VIPER will scout the lunar South Pole to search for ice and other potential resources to help enable long-term human exploration of the Moon and other parts of deep space. The lunar rover is part of NASA’s Artemis missions, which will return astronauts to the Moon and land the first woman and first person of color on the lunar surface. 


“It’s one thing to see a picture of NASA’s VIPER, and it’s another to have an exact, life-size replica right in front of you,” said Joel Hernandez, supervisor and engineering technician for the Advanced Metals and Composites Development Branch at Ames, where the rover model was built. “The making of this first VIPER model took our creative and meticulous team of 12 more than 1,300 hours to design and fabricate. We’re already working on two more models.” 


The VIPER ceremony will include remarks from NASA Ames Center Director Eugene Tu, VIPER lead missions system engineer Ryan Vaughan, and the director of NASA’s California Office of STEM Engagement Joeletta Patrick. Media will have an opportunity to interview subject matter experts following remarks. 


The NASA Artemis Preview Weekend at Chabot will feature exhibits, hands-on activities, and Ames employees that have contributed to the Artemis lunar missions.

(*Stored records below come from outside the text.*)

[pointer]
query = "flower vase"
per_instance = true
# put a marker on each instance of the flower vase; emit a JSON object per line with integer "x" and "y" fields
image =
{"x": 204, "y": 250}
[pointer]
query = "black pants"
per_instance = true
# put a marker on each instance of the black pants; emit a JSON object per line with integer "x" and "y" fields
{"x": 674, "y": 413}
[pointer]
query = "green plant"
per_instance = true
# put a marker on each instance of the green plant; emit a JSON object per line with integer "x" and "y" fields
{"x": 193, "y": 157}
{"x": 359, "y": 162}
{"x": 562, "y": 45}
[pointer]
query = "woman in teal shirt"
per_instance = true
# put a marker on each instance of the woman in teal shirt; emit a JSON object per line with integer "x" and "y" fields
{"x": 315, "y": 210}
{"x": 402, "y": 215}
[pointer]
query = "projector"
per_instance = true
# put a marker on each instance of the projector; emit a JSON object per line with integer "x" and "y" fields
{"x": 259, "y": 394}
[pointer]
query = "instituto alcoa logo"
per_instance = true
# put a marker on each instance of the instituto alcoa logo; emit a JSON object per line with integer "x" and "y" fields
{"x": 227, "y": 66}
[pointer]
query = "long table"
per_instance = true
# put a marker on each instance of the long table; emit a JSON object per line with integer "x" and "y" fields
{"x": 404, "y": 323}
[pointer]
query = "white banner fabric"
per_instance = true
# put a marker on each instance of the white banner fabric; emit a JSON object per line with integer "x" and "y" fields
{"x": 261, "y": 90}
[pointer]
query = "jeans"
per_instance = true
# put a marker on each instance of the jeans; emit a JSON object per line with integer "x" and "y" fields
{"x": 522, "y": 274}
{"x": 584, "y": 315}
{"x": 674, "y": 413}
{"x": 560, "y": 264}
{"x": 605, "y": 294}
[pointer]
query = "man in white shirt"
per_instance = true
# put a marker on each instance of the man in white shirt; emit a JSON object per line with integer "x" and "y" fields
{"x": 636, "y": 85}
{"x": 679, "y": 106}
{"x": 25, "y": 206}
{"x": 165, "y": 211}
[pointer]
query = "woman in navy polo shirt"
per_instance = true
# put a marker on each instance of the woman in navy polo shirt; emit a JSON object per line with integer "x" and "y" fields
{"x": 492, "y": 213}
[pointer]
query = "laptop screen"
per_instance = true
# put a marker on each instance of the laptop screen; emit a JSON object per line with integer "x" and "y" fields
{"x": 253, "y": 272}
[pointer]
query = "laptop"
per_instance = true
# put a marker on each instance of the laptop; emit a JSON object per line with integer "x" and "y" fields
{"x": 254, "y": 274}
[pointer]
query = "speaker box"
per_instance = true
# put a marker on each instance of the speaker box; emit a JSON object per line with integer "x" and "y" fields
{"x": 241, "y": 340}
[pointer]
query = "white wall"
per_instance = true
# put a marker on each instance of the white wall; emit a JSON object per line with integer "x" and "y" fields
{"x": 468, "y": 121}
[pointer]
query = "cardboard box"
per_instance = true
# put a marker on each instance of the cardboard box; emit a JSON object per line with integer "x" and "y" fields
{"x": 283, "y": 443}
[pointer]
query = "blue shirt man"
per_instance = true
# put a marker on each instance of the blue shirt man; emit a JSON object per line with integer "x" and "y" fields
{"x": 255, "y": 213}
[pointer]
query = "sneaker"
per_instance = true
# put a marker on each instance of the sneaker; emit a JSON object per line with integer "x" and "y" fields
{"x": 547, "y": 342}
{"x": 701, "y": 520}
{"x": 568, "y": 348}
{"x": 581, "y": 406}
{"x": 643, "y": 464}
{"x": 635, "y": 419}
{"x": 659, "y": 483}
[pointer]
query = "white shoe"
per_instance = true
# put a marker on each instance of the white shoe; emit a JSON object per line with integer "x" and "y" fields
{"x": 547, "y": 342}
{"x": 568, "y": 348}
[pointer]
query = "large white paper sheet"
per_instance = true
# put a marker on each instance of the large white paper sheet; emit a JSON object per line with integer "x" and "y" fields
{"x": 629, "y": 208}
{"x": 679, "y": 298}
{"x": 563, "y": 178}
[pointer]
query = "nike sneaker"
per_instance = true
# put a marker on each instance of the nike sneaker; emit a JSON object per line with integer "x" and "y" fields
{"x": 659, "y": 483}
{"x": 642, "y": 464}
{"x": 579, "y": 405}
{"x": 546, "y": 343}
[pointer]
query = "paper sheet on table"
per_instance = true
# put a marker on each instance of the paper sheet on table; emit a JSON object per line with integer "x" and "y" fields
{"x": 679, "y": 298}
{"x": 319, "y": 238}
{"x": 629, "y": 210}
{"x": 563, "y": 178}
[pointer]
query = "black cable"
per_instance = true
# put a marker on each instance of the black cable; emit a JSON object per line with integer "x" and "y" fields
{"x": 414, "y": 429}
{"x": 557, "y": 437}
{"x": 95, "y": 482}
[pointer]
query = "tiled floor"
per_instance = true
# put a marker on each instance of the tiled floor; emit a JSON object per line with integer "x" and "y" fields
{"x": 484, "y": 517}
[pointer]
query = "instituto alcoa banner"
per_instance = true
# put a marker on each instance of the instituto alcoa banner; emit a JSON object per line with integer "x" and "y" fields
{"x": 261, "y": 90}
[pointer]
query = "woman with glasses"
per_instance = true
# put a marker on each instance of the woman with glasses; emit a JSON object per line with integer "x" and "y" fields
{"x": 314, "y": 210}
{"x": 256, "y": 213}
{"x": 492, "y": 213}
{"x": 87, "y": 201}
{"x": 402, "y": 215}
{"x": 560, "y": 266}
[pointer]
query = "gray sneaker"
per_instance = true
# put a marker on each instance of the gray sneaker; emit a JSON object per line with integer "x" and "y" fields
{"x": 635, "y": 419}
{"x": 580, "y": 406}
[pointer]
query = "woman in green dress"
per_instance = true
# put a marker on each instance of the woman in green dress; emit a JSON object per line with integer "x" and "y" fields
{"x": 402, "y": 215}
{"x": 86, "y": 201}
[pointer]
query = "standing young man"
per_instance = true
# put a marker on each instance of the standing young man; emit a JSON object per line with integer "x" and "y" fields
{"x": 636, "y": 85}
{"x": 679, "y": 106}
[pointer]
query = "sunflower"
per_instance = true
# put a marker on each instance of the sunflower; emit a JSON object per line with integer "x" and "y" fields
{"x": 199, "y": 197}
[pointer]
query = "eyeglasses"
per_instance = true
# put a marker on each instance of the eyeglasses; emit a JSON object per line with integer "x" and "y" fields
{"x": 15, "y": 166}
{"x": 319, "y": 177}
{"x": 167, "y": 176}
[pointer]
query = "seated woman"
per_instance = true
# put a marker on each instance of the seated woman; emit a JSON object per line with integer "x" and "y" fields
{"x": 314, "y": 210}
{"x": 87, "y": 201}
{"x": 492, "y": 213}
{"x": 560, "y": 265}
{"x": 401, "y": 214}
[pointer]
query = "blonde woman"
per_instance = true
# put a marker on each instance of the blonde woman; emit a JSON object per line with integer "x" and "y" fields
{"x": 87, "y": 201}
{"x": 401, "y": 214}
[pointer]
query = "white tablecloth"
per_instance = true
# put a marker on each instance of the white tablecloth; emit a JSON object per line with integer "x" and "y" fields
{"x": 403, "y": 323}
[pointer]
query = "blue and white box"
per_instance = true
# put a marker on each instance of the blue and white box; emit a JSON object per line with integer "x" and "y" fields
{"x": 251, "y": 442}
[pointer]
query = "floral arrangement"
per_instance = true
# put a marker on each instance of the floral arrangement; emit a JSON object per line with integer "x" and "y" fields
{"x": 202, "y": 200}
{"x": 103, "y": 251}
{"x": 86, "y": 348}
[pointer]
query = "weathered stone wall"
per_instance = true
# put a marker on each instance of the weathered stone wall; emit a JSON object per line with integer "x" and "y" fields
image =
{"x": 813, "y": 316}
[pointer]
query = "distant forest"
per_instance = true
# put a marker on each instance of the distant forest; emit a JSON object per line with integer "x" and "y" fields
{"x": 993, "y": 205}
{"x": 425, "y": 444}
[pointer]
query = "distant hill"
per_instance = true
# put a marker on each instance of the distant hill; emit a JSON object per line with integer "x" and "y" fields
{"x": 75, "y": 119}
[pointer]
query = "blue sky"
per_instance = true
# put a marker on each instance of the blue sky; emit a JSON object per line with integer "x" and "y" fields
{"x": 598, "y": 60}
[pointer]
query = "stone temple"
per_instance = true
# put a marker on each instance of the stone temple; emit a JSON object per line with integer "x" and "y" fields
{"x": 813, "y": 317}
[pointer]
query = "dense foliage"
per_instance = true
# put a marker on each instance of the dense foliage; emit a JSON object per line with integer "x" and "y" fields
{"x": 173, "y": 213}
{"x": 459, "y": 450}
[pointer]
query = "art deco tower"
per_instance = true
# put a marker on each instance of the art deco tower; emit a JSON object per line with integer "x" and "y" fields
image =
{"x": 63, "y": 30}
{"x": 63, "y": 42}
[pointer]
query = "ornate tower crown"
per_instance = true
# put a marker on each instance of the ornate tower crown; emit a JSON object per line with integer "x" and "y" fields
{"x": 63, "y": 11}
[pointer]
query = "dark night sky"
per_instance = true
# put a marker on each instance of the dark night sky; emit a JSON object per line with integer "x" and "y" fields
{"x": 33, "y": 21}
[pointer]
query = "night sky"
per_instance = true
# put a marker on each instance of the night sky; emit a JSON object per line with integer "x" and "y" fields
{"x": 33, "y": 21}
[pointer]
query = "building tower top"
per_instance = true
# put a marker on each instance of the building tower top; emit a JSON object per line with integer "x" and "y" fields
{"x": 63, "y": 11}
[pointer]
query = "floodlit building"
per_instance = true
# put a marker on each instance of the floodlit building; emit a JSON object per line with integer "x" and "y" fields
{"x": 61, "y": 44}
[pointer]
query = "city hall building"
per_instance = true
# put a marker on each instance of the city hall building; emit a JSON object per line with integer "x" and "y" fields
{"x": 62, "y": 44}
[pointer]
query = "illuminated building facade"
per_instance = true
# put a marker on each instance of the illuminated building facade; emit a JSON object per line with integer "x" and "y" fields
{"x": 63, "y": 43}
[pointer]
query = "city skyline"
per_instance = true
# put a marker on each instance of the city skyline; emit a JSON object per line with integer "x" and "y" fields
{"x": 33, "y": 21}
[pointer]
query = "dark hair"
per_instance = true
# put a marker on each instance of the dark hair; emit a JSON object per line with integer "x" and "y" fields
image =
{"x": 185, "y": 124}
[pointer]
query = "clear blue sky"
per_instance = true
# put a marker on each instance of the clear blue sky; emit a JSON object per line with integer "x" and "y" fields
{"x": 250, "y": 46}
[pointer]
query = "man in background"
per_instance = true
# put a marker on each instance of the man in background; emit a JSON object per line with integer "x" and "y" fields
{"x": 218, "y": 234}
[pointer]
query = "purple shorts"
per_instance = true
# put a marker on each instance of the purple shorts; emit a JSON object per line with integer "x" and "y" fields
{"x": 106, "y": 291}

Media interested in participating must RSVP by 10 a.m. Friday, May 27 to 


The VIPER mission is managed by Ames and is scheduled to be delivered to the Moon in late 2023 by Astrobotic’s Griffin lander as part of the Commercial Lunar Payload Services initiative. Construction of the rover will begin in late 2022 at NASA’s Johnson Space Center in Houston, while the rover flight software and navigation system design will take place at Ames. Astrobotic will receive the complete rover with its scientific instruments in mid-2023 in preparation for launch later that year.